Human-AI Collaboration in Forecasting Systems
Developing frameworks that enhance expert decision-making through synergistic human-AI interaction in time-series forecasting

Challenge
AI-only forecasting systems struggle under sparse data, unexpected events, and shifting regimes. Expert forecasters routinely adjust model outputs using domain knowledge, yet current systems rarely support structured collaboration between humans and AI. This research addresses the gap by designing collaboration frameworks that calibrate trust, expose model uncertainty, and enable principled human refinement of machine predictions in real-world electricity demand forecasting and related time-series tasks.
Methods
- Built interactive decision support interfaces implementing an AI-first paradigm, where ML models produce initial forecasts that experts refine.
- Collected multimodal behavioral signals (eye-tracking with Tobii Pro, mouse trajectories, screen interaction logs) during forecasting tasks.
- Modeled cognitive state transitions and interaction strategies using sequence models (e.g., HMM/RNN/LSTM) over multimodal features.
- Conducted controlled studies comparing collaboration strategies across participants with varied technical backgrounds and domain familiarity.
Results
- Human-AI collaboration improved forecast accuracy under sparse/volatile conditions compared to AI-only baselines.
- Participants with strong technical backgrounds were especially effective at augmenting AI predictions while managing over-adjustment risks.
- Multimodal signals (gaze, mouse dynamics, interaction timing) revealed distinct decision strategies and informed adaptive interface design.

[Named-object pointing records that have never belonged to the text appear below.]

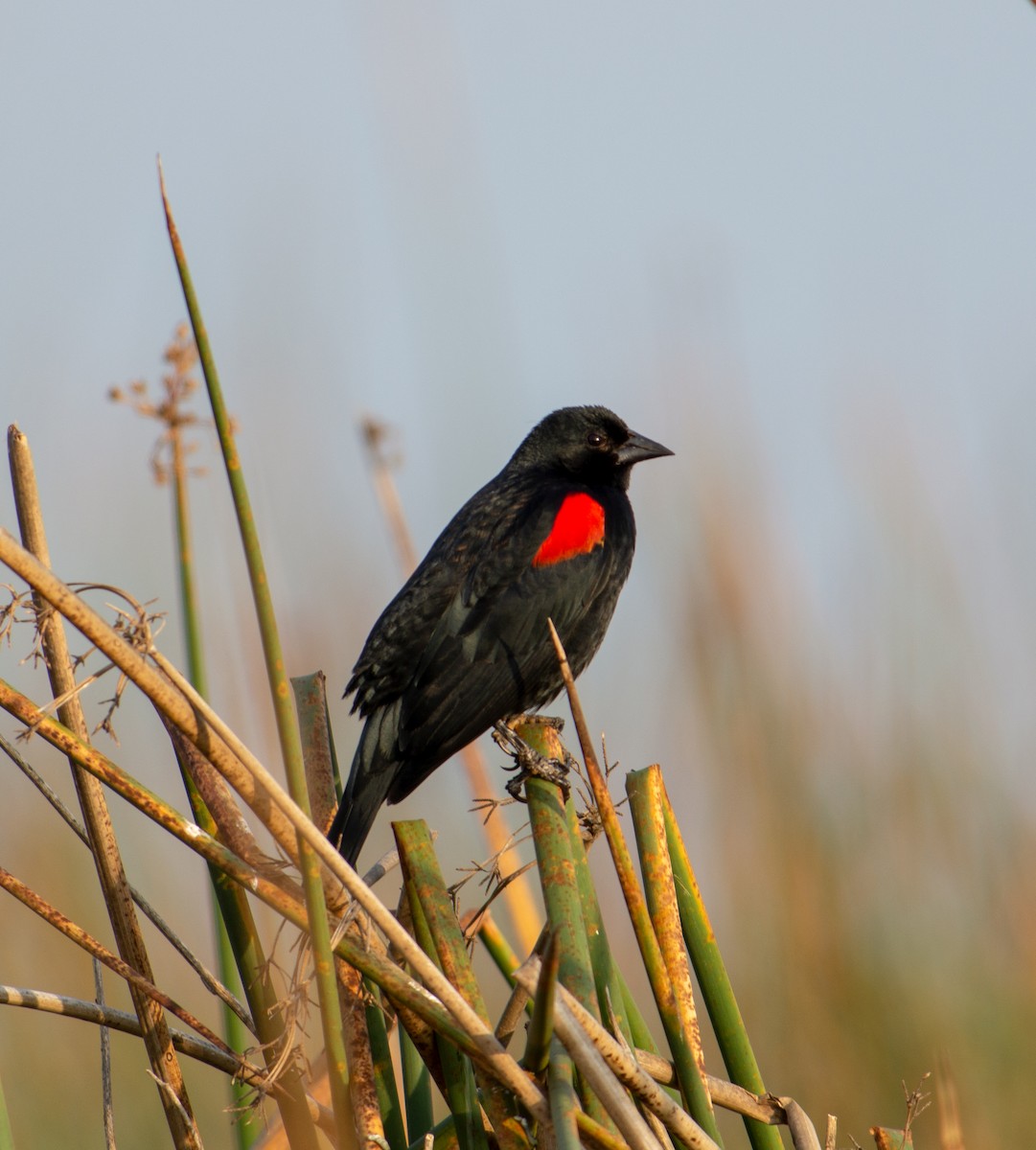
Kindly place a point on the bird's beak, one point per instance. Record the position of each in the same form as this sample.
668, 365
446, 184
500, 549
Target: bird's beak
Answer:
639, 448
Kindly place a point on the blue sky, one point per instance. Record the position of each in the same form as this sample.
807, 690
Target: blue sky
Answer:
801, 233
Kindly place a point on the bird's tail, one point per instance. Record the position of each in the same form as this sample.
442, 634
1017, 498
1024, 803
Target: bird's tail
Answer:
369, 780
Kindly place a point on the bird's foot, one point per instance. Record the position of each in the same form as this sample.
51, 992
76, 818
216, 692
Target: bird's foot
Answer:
530, 763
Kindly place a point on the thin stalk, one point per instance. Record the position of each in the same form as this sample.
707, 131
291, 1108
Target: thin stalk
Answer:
107, 857
478, 1036
650, 829
458, 1073
288, 729
416, 1088
228, 902
717, 992
686, 1069
564, 1102
384, 1074
541, 1024
429, 897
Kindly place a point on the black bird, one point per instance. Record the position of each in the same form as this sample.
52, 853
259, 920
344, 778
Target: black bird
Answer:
466, 642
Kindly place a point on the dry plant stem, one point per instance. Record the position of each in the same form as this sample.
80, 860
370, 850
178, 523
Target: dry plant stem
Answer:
77, 935
105, 1061
660, 888
165, 697
518, 896
362, 1091
484, 1046
692, 1090
208, 980
620, 1064
188, 1045
723, 1092
272, 804
219, 799
803, 1134
108, 861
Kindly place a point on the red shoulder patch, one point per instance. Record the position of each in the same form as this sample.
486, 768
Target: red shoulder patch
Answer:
579, 528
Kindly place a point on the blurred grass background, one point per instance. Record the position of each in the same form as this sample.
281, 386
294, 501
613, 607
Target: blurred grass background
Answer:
794, 244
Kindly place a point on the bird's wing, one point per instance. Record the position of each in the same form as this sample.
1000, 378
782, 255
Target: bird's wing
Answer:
402, 633
491, 656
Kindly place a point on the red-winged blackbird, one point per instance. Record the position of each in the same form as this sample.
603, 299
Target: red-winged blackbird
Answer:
466, 643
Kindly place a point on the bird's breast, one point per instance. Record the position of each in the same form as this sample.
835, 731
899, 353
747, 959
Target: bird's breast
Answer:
579, 527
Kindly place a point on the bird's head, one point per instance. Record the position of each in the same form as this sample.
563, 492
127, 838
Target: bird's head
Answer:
588, 443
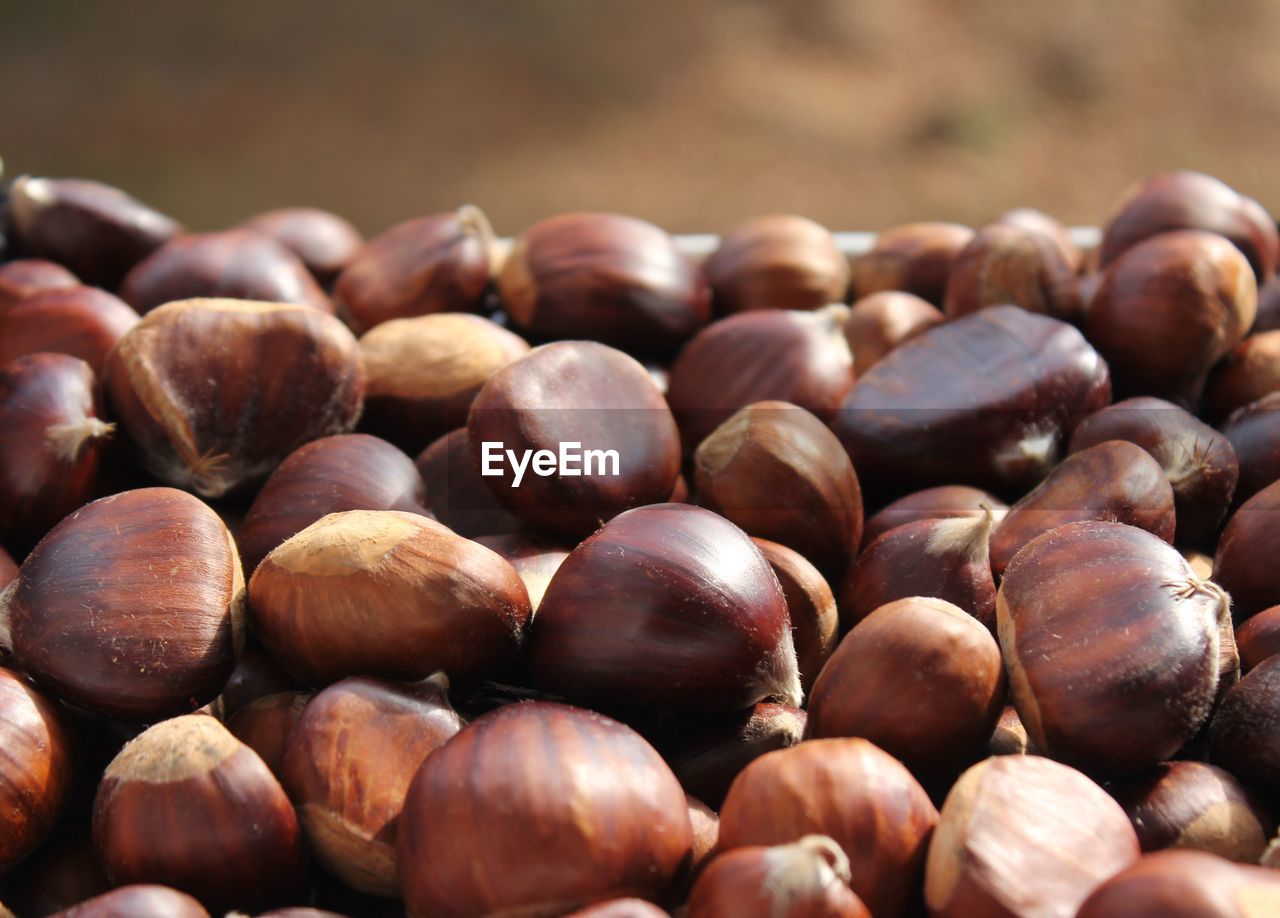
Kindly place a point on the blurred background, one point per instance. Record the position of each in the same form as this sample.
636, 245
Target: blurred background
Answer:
691, 113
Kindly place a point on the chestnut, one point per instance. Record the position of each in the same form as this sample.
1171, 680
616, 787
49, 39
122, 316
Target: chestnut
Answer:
1115, 480
1114, 645
1192, 804
131, 606
387, 593
96, 231
881, 322
36, 768
1198, 461
606, 817
850, 790
920, 679
430, 264
236, 264
666, 606
914, 257
778, 473
51, 439
778, 261
777, 355
572, 434
216, 392
986, 401
1192, 200
425, 371
347, 767
324, 241
188, 804
606, 277
346, 471
1008, 263
1168, 310
1024, 835
805, 877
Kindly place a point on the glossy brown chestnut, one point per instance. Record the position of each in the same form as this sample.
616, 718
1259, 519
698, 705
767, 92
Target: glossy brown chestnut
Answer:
807, 877
1024, 835
666, 606
425, 371
36, 767
777, 261
131, 607
606, 277
777, 355
881, 322
1192, 200
324, 241
348, 764
190, 805
1116, 482
946, 558
1192, 804
234, 264
849, 790
608, 817
986, 401
332, 474
96, 231
82, 322
51, 441
914, 257
1198, 461
778, 473
920, 679
432, 264
387, 593
216, 392
1168, 310
574, 393
1114, 647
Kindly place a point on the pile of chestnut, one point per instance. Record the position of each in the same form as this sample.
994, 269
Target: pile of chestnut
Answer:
961, 599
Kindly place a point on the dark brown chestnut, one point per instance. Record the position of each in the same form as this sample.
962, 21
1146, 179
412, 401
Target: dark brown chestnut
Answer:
914, 257
606, 277
920, 679
1114, 647
562, 776
666, 606
1115, 480
216, 392
332, 474
777, 355
572, 434
430, 264
387, 593
51, 441
425, 371
778, 261
778, 473
1024, 835
94, 229
131, 607
987, 401
1198, 461
347, 767
846, 789
234, 264
1168, 310
190, 805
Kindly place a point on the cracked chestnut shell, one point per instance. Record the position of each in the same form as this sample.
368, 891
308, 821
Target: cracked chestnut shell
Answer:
215, 393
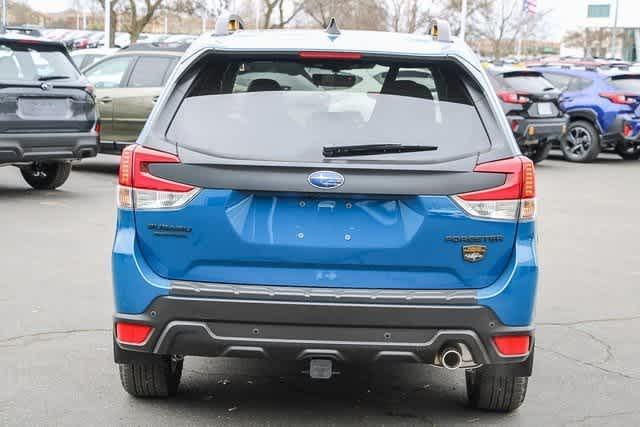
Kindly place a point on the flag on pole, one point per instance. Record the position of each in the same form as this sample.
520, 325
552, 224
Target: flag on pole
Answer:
530, 6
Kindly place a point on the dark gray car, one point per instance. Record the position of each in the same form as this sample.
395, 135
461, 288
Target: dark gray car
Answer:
48, 115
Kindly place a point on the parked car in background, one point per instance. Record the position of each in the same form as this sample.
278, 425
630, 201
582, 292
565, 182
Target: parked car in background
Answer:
127, 85
597, 102
341, 223
95, 39
27, 30
86, 57
530, 103
71, 38
48, 114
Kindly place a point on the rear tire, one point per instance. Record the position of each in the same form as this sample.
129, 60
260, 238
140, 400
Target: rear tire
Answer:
152, 376
582, 143
495, 392
46, 175
627, 151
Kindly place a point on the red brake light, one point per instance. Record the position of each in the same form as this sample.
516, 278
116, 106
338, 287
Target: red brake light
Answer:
512, 345
330, 55
617, 98
513, 98
134, 170
132, 333
519, 184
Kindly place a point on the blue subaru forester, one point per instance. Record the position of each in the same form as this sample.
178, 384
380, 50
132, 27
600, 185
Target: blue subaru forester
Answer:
599, 103
327, 197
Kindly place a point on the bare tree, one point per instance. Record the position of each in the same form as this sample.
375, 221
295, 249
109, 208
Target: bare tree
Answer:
407, 15
594, 42
139, 17
451, 10
354, 14
279, 13
114, 6
506, 21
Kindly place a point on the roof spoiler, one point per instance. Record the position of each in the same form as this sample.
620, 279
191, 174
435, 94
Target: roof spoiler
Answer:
440, 30
228, 23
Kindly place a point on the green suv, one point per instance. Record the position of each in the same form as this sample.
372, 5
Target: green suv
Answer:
127, 85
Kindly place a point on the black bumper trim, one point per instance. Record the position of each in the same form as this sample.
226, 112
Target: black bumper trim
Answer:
30, 147
294, 330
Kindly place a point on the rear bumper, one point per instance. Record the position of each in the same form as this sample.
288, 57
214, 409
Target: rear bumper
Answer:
299, 330
630, 130
530, 131
31, 147
293, 323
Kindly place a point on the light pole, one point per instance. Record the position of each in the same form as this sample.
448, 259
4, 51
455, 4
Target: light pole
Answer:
4, 13
463, 19
613, 32
107, 23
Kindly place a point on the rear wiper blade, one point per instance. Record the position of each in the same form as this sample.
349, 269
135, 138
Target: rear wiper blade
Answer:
45, 78
373, 149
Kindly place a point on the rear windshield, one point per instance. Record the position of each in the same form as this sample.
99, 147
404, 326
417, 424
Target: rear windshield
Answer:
531, 82
288, 110
33, 62
630, 83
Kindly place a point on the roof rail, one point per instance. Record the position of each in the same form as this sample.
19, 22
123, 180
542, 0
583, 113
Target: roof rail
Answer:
440, 30
228, 23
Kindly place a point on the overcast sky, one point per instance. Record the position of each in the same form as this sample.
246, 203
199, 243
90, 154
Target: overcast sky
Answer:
565, 14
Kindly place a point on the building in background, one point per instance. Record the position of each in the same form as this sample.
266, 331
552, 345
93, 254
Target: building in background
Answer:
600, 19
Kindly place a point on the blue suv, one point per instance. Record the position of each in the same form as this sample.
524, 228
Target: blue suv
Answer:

- Findings consolidated into a human-centered collaboration framework; results disseminated via IJHCS submission and TE2025/INCOSE(CAS) acceptances.
Key Learnings
Effective collaboration requires transparent uncertainty communication, trust calibration, and support for strategy exploration. Multimodal behavioral data enables richer modeling of user cognition and can drive adaptive AI assistance. Designing interfaces that respect expert workflows is essential for achieving reliable, reproducible gains beyond algorithmic performance alone.
Related Publications
Zhang, Y., Hiekata, K., Nakashima, T., Shao, Q. (2025). Towards a Predictive Human Partnership Framework: Designing AI-First Decision Systems with Human Refinement in Time-Series Forecasting International Journal of Human-Computer Studies.
This paper presents a novel framework for Human-AI Collaboration in forecasting systems, proposing an AI-first paradigm where machine learning models generate initial predictions that experts refine through interactive interfaces. We conducted user studies with 25 participants and demonstrate significant improvements in forecast accuracy and user trust.
Zhang, Y., Hiekata, K., Nakashima, T., Shao, Q. (2025). Bridging Human Cognition and AI Systems: A Transdisciplinary Engineering Study of Temporal Interaction Patterns in Collaborative Forecasting Proceedings of the 32nd International Conference on Transdisciplinary Engineering (TE2025). PDF
This study addresses the critical need to understand human-AI collaboration as artificial intelligence becomes increasingly integrated into various aspects of daily life beyond purely technical domains. The authors explore how human adjustments to AI predictions, particularly in judgmental forecasting studies, can sometimes lead to better outcomes than AI-only systems. This highlights the transdisciplinary engineering approach taken to analyze temporal interaction patterns in collaborative forecasting involving both human cognition and AI systems.
Zhang, Y., Shao, Q., Hiekata, K., Nakashima, T. (2025). Multimodal Analysis of Human-AI Collaboration in Adaptive Forecasting in Electricity Demand Prediction INCOSE Complex Adaptive Systems Conference.
As AI technologies advance, human-AI collaboration in adaptive systems becomes crucial for strategic decision-making, particularly in complex tasks like electricity forecasting under uncertainty. This study introduces a transdisciplinary approach to investigate human-AI collaboration, focusing on how multimodal data reveals intricate decision-making patterns. Using Tobii Pro Glasses 3 for eye-tracking, the experiment captured participants' detailed visual attention data along with user interaction logs within a Decision Support System (DSS) designed for real-world electricity forecasting tasks. Previous research has highlighted the importance of human intervention in improving AI predictions, but the underlying mechanisms remain unclear. Multimodal data analysis allows us to reconstruct users' interactive behaviors and decision-making processes when interacting with AI-generated forecasts, highlighting their responses and strategies throughout the experiment. The core contributions of this study include: (1) demonstrating the effectiveness of eye-tracking and interaction log data in capturing individual collaborative behaviors during human-AI interaction; and (2) mapping users' strategic decision-making pathways, illustrating how they adjust their responses based on AI assistance. The insights from this study provide valuable guidance for designing adaptive DSS interfaces that can better facilitate human collaboration with AI in industrial decision-making, driving advancements in strategic planning under dynamic conditions.